Ein offizielles Ergebnis wird für Montag erwartet. «Ich werde euch nie im Stich lassen», wandte sich Selensky in seinem Kiewer Wahlstab an seine Anhänger. «Ich bin zwar noch nicht als Präsident vereidigt, aber ich kann das Folgende sagen: An alle postsowjetischen Länder: Schaut auf uns – alles ist möglich!»

Der abgewählte Präsident Poroschenko erkannte seine Niederlage an und sagte, er werde Selensky anrufen, um ihm zu seinem Sieg zu gratulieren. «Schon in einem Monat verlasse ich mein Amt als Präsident. So haben es die Ukrainer entschieden, und ich respektiere ihre Entscheidung. Ich verlasse mein Amt, aber ich verlasse nicht die Politik, ich werde weiter für die Ukraine kämpfen», sagte Poroschenko.

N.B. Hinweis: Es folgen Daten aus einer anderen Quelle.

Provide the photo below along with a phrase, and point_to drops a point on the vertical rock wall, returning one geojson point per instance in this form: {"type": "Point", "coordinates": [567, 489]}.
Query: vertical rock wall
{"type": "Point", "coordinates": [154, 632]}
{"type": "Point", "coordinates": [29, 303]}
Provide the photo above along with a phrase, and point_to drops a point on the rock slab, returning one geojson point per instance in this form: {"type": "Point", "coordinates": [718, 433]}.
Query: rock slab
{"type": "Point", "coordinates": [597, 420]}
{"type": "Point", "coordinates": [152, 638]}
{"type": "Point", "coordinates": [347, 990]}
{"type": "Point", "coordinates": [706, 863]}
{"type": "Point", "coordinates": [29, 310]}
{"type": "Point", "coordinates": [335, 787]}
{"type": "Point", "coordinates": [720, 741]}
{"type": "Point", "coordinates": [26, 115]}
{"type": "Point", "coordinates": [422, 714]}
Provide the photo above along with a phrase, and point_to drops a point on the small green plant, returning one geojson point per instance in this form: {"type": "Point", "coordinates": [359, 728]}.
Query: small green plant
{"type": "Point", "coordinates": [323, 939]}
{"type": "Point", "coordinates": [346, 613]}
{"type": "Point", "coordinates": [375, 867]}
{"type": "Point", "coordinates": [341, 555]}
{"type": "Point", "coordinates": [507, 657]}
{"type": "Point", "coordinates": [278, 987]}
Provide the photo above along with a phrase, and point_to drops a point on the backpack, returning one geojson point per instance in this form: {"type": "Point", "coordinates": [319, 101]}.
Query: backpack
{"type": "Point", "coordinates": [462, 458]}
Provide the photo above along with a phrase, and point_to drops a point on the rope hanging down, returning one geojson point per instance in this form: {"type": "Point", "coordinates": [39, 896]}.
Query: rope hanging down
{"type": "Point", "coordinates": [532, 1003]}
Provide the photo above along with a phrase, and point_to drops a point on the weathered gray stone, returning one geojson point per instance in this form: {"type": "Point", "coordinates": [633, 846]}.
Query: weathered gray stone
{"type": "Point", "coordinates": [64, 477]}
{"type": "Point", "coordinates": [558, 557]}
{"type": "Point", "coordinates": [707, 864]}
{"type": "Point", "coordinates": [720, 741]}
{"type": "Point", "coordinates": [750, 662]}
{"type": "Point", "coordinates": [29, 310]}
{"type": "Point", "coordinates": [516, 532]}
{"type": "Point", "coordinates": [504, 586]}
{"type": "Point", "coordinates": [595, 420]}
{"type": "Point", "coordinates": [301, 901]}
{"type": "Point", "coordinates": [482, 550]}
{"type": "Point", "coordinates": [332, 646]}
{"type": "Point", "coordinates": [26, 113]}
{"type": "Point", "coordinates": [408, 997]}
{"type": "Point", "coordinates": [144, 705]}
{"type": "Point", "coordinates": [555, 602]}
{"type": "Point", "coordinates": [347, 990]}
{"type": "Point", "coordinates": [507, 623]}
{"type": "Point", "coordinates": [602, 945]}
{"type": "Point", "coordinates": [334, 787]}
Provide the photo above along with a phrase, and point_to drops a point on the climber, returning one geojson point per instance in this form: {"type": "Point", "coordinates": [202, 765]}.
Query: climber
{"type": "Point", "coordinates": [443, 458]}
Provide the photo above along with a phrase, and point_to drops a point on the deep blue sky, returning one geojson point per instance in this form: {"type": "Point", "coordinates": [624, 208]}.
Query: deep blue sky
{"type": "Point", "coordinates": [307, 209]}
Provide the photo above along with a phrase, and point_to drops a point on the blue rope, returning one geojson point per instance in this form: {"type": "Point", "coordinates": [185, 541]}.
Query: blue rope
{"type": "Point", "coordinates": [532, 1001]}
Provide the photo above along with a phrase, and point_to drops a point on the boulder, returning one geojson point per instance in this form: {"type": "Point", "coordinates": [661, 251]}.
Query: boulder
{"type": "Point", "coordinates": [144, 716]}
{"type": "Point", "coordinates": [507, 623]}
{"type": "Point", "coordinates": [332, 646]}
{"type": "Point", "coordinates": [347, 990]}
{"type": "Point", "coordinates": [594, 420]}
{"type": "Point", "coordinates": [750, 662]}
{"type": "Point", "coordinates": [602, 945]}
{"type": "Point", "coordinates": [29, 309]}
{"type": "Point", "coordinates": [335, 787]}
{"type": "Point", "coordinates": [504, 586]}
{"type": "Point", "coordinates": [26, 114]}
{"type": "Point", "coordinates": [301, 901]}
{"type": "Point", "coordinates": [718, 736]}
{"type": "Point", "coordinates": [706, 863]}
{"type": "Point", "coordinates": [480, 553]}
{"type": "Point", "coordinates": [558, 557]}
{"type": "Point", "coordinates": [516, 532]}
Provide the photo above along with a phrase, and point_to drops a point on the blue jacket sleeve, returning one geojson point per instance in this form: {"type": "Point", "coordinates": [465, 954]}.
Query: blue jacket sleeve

Sein Team und er seien bereit, Selensky in der Übergangszeit bis zu dessen Vereidigung zu helfen und ihn bei allen Entscheidungen zu unterstützen, «die im nationalen Interesse der Ukraine sind und uns näher zur EU und zur Nato bringen».

Vorgezogene Neuwahlen?

Die Wahlkommission der Ukraine hat bis zum 1. Mai Zeit, um das offizielle Endergebnis bekanntzugeben. Danach setzt das Parlament den Tag der Amtseinführung des neuen Präsidenten fest – diese müsste unter Ausschöpfung aller Fristen spätestens am 3. Juni erfolgen. Der kommende Präsident steht einem von Noch-Präsident Poroschenko und seinen Anhängern dominierten Parlament entgegen. Selensky hat bereits eine Partei registriert, die nach der Fernsehserie «Diener des Volkes» benannt ist, in der Selensky seit 2015 einen unbestechlichen Präsidenten spielt. Die Selensky-Partei liegt in Umfragen bei 26 Prozent und würde in einem neuen Parlament dominieren, doch weit von einer absoluten Mehrheit entfernt sein.

Ordnungsgemäss finden die nächsten Parlamentswahlen am 27. Oktober statt – allerdings denkt Selensky über eine mögliche Auflösung des Parlaments und vorgezogene Neuwahlen nach, um seine augenblickliche Popularität schnell in Stimmen für seine neue Partei umzuwandeln. Das aktuelle Parlament kann dies allerdings verhindern, wenn es die Vereidigung des neuen Präsidenten bis mindestens zum 27. Mai hinauszögert: Nach diesem Tag, an dem die letzten sechs Monate des Mandats des aktuellen Parlaments beginnen, darf der Präsident der Verfassung gemäss das Parlament nicht mehr auflösen.

Die Mahnung von Nayyem

Der reformorientierte Parlamentarier Mustafa Nayyem, der 2013 mit einem Aufruf die Demonstrationen auf dem Kiewer Maidan eingeleitet hatte, die zur Flucht des damaligen Präsidenten Wiktor Janukowitsch führten, mahnte Selensky, als Präsident nicht die Fälle Poroschenkos zu wiederholen: Selensky solle allen eine Absage erteilen, die in Hinterzimmerdeals Sonderbedingungen aushandeln wollten. Ausserdem solle sich Selensky nicht mit Oligarchen besprechen – eine Anspielung auf Kontakte des neugewählten Präsidenten zu dem umstrittenen Oligarchen Ihor Kolomoisky –, sondern mit den 73 Prozent der Ukrainer, die ihn gewählt hätten.

Die Wahl verlief offenbar ohne grössere Zwischenfälle. Der künftige Präsident bekam nach seiner Stimmabgabe in seinem Wahlquartier Besuch von zwei Polizisten: Selensky hatte den ausgefüllten Wahlzettel vor dem Einwurf in die Wahlurne Journalisten gezeigt. Dies ist nach ukrainischem Gesetz eine Verletzung des Wahlgeheimnis und wird mit einer Geldstrafe geahndet. Selensky sagte, er habe aus Unkenntnis gehandelt und werde die Strafe von umgerechnet bis zu etwa 25 Euro sofort nach Festsetzung bezahlen.